Of course there's a way around that. None of format's features is quite as overpowered as ~/, which calls arbitrary functions: (format stream "~/package:function/" x) does (package:function stream x nil nil). (The two nils are for some other features not used in this case. Yes, there are more. Are you surprised? And yes, in practice the explicit package name is required.) User extensibility is a good principle, but this seems silly. Why would you ever want to call a function through format instead of doing so directly?
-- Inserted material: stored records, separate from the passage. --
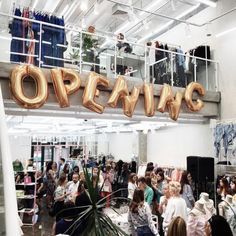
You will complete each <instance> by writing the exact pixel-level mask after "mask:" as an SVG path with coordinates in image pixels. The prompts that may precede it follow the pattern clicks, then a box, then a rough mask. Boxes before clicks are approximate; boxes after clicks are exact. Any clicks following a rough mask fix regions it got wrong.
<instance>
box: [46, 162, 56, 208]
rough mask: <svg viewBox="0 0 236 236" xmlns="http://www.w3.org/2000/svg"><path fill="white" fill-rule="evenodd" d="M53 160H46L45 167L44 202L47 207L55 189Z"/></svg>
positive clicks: (52, 201) (51, 205) (52, 200)
mask: <svg viewBox="0 0 236 236" xmlns="http://www.w3.org/2000/svg"><path fill="white" fill-rule="evenodd" d="M52 166H53V162H52V161H51V162H48V164H47V168H46V179H47V181H46V202H47V207H48V208H51V206H52V202H53V195H54V191H55V189H56V181H55V173H54V172H53V170H52Z"/></svg>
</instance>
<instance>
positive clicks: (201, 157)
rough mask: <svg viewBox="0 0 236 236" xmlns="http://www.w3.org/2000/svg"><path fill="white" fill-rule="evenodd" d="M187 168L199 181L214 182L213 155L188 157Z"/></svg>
mask: <svg viewBox="0 0 236 236" xmlns="http://www.w3.org/2000/svg"><path fill="white" fill-rule="evenodd" d="M187 170H188V172H190V173H191V175H192V178H193V180H195V181H197V182H201V181H206V182H214V176H215V174H214V158H213V157H199V156H188V157H187Z"/></svg>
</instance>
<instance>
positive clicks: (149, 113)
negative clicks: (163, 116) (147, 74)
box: [143, 83, 155, 117]
mask: <svg viewBox="0 0 236 236" xmlns="http://www.w3.org/2000/svg"><path fill="white" fill-rule="evenodd" d="M143 91H144V108H145V115H146V116H149V117H151V116H154V115H155V104H154V92H153V84H148V83H144V85H143Z"/></svg>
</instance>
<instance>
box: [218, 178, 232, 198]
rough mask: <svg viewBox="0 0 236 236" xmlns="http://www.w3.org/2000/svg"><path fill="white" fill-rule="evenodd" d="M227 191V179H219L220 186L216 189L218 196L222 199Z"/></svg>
mask: <svg viewBox="0 0 236 236" xmlns="http://www.w3.org/2000/svg"><path fill="white" fill-rule="evenodd" d="M229 192H230V190H229V182H228V180H227V179H226V178H222V179H220V186H219V188H218V189H217V193H218V196H219V198H221V199H222V200H224V199H225V197H226V195H227V194H229Z"/></svg>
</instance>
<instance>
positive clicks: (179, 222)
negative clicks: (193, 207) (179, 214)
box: [167, 216, 187, 236]
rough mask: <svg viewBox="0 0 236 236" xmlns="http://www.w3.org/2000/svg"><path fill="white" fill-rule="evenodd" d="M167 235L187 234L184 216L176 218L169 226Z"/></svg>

Well, the other day I had to generate some XML in C, and the obvious way was with printf:

fprintf(somefile, "<element attr=\"%s\" />", somestring);

But there might be XML-meaningful characters in the string, and I didn't want to mess around with fancy XML-generation libraries. So I had to either escape the string before printing...

char buffer[BIG_ENOUGH]; /* yeah, right */
escape_xml(buffer, BIG_ENOUGH, somestring);
fprintf(somefile, "<element attr=\"%s\" />", buffer);

...or give up on printf, which was what I ended up doing:

fprintf(somefile, "<element attr=\"");
print_xml_string(somefile, somestring);
fprintf(somefile, "\" />");

Either option destroys the clarity of the printf. What I really wanted was a custom printf operation, like this:

fprintf(somefile, "<element attr=\"%/escape_xml/\" />", somestring);

That's exactly what format's ~/ command does:

(format somefile "<element attr=\"~/xml:escape/\" />" somestring)

I guess it's not so silly after all. It is verbose (imagine repeating ~/xml:escape/ for each of a dozen attributes), but that's fixable. If there were an interface for defining new format commands, then any frequently used ~/ function could be given a one-character form, and all would be well, except possibly for readability. (Although in this case all of the obvious characters x e & < s are already taken.) Lisp being Lisp, you generally can get at the implementation's way of defining format commands, e.g. sb!format::def-format-directive, but depending on implementation internals is not usually a good idea. Exposing this interface would make format more malleable, like the rest of the language, and would also make its long feature list easier to swallow.

For new languages, though, I think I prefer string interpolation, which avoids the issue entirely:

(put somefile "<element attr=\"$(xml:escape somestring)\" />")

It would also be nice to have a choice of string delimiters, so the quotemarks don't require escaping. But that's a different, less interesting issue.